Ouyang Yu has been invited to a number of major regional
or international writer's festivals, Melbourne Writer's Festival
(1992, 1993 and 2000), Sydney Writer's Festival (1997), Melbourne
Poetry Festival (1999 and 2001), Queensland Festival Poetry
"Subverse 2000", Tasmanian Poetry Festival (5-7
October 2001), World Congress of Poets (7-12 October 2001),
Hong Kong International Literary Festival (April 2002), Asian
American Studies Conference at University of California at
Berkeley (29 November 2002), the Tasmania Literary Festival
in March 2003 (29/3/03 to 6/4/03), the Sydney Writers Festival
in May 2003 (19/05/03 to 25/05/03) and a forthcoming literary
festival in Denmark (April 2004), not to mention numerous
international conferences, small city-based festivals and
readings in Melbourne and Sydney.
Ouyang Yu judged the Victorian Premier's Literary Award
in 2000 in the literary translation category and he examined
PhD theses on literature for various Australian universities.

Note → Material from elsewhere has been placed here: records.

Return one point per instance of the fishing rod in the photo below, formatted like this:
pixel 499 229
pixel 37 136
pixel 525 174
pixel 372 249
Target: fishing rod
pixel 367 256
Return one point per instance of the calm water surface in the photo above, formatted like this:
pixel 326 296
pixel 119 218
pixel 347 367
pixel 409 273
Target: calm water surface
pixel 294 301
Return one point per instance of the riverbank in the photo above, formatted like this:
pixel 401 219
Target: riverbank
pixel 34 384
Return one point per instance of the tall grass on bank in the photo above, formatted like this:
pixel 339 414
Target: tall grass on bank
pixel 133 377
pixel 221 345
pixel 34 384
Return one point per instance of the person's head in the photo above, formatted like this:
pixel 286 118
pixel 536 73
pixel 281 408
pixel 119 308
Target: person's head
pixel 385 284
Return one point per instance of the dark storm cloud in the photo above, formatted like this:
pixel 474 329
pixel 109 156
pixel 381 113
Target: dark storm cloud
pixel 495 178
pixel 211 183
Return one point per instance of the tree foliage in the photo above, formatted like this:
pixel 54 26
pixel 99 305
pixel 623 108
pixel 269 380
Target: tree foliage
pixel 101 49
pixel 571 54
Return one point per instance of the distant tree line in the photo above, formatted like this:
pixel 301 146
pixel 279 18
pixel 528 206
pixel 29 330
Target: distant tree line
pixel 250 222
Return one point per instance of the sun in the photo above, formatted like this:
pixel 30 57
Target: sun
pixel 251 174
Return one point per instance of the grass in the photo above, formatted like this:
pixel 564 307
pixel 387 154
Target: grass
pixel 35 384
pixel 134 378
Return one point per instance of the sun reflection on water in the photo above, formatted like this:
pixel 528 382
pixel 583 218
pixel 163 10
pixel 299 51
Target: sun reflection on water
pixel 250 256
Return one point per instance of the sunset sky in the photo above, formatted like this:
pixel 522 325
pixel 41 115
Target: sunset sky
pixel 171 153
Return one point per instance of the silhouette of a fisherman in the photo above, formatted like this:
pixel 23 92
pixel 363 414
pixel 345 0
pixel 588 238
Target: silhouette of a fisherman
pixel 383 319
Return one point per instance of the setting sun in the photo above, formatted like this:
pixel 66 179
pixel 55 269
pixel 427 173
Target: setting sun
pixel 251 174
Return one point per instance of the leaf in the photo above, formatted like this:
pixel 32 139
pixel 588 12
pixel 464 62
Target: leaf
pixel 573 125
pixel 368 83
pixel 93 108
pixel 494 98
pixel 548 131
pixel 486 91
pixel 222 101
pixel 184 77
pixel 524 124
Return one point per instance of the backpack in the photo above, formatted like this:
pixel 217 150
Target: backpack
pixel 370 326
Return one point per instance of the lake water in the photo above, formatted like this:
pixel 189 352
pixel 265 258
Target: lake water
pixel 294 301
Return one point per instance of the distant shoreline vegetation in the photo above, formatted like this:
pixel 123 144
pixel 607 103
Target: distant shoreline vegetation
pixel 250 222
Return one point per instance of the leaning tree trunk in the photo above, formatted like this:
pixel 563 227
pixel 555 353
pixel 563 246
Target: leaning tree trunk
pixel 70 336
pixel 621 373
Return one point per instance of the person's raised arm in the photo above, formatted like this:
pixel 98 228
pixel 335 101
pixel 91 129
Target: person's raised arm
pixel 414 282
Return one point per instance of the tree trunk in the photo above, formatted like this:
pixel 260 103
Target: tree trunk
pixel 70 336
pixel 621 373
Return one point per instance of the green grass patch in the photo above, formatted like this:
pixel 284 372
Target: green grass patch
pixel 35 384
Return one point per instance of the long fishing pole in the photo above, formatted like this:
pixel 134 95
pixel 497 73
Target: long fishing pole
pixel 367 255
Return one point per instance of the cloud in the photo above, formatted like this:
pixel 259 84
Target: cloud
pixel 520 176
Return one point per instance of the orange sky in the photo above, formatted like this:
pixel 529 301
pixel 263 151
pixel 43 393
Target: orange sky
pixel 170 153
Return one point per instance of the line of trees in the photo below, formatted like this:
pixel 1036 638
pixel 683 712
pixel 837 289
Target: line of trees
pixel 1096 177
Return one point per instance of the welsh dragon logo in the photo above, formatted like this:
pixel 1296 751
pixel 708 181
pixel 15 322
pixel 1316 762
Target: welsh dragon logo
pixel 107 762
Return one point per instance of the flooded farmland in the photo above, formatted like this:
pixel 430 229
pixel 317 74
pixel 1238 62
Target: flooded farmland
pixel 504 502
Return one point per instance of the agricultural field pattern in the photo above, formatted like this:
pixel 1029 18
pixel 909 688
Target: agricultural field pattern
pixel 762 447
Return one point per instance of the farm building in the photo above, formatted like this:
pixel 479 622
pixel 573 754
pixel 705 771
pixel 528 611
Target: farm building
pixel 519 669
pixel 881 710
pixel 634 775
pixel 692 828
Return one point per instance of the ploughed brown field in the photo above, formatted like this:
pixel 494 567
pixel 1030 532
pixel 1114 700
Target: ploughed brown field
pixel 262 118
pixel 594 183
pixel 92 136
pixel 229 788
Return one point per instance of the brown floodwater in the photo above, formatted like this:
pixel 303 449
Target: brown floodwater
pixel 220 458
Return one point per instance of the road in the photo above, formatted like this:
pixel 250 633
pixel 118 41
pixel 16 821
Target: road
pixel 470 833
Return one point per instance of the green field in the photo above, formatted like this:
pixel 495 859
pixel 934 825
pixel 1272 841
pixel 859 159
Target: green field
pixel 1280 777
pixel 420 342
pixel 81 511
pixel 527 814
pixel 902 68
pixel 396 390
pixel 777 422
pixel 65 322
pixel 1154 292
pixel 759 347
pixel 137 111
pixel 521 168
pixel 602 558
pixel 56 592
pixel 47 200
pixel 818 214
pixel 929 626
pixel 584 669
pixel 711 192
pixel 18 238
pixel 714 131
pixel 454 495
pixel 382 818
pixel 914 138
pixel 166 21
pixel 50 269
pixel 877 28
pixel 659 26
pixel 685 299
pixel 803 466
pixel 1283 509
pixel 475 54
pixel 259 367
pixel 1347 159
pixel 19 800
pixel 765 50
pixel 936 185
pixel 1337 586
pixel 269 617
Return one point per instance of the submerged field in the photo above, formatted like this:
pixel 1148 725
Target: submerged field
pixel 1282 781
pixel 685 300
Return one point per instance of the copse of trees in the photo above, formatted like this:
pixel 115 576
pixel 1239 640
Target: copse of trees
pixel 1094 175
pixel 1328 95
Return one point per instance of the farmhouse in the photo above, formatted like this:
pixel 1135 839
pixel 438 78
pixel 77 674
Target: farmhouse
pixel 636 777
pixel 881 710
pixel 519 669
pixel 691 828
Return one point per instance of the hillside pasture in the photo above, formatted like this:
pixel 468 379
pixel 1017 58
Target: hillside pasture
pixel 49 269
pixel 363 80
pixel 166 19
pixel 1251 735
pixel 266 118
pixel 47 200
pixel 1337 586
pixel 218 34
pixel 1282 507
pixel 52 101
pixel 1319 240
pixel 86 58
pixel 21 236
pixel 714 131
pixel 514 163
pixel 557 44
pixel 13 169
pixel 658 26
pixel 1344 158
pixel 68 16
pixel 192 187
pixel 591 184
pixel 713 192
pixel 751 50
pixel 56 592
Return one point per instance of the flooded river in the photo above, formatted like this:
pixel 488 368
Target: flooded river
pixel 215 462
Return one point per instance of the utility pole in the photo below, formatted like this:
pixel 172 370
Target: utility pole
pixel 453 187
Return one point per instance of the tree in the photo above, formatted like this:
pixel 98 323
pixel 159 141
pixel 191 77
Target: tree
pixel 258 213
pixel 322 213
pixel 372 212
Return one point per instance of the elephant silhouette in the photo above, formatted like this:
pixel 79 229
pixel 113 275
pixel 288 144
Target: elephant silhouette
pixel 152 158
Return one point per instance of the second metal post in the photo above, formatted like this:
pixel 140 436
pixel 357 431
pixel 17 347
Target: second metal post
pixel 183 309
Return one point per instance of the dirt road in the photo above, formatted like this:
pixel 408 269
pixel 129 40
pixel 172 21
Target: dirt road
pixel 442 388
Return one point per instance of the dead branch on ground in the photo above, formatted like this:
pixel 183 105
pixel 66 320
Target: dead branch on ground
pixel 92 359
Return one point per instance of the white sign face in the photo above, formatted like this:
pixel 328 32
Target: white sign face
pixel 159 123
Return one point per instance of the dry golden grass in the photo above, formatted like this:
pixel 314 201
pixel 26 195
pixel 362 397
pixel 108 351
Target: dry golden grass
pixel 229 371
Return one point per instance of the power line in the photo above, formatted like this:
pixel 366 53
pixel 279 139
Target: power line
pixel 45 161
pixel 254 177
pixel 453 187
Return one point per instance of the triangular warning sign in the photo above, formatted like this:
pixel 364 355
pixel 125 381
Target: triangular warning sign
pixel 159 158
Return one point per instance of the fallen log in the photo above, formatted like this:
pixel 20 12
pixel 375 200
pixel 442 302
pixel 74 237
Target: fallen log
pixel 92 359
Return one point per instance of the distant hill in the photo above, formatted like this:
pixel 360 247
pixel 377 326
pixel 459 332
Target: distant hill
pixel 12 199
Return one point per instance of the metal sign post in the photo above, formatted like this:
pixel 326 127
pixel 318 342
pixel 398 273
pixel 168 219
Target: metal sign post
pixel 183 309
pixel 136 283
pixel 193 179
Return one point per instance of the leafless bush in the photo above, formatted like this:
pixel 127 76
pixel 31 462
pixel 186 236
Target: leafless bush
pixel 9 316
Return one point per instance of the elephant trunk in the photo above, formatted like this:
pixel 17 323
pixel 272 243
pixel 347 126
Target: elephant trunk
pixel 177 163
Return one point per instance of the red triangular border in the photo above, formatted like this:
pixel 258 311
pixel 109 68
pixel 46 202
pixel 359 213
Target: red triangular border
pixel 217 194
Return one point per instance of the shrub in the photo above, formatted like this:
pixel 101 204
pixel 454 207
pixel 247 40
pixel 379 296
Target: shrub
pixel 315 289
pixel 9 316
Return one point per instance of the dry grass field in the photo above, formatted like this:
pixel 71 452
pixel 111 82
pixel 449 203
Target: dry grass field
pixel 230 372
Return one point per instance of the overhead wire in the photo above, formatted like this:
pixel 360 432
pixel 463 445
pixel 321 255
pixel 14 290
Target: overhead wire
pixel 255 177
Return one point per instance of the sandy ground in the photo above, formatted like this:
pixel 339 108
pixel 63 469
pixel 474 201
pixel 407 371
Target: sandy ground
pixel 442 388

He was a postdoctoral fellow in the Faculty of Arts, Deakin
University (1999-2001) and is now a postdoctoral fellow at
Deakin University (2003).
To date, Ouyang Yu has had 26 books published, covering
all fields of literature, from poetry to fiction to non-fiction
to literary translation, in both Chinese and English languages,
throughout the Chinese and English speaking worlds. His work
has been published by some of the major Chinese publishers
and literary journals including the Hong Kongese and Taiwanese
ones; the number of magazines that have published him throughout
the world exceed 100 and he has been widely anthologised in
Australia as well. Ouyang's English work has also been translated
into Polish, Swedish and Chinese languages.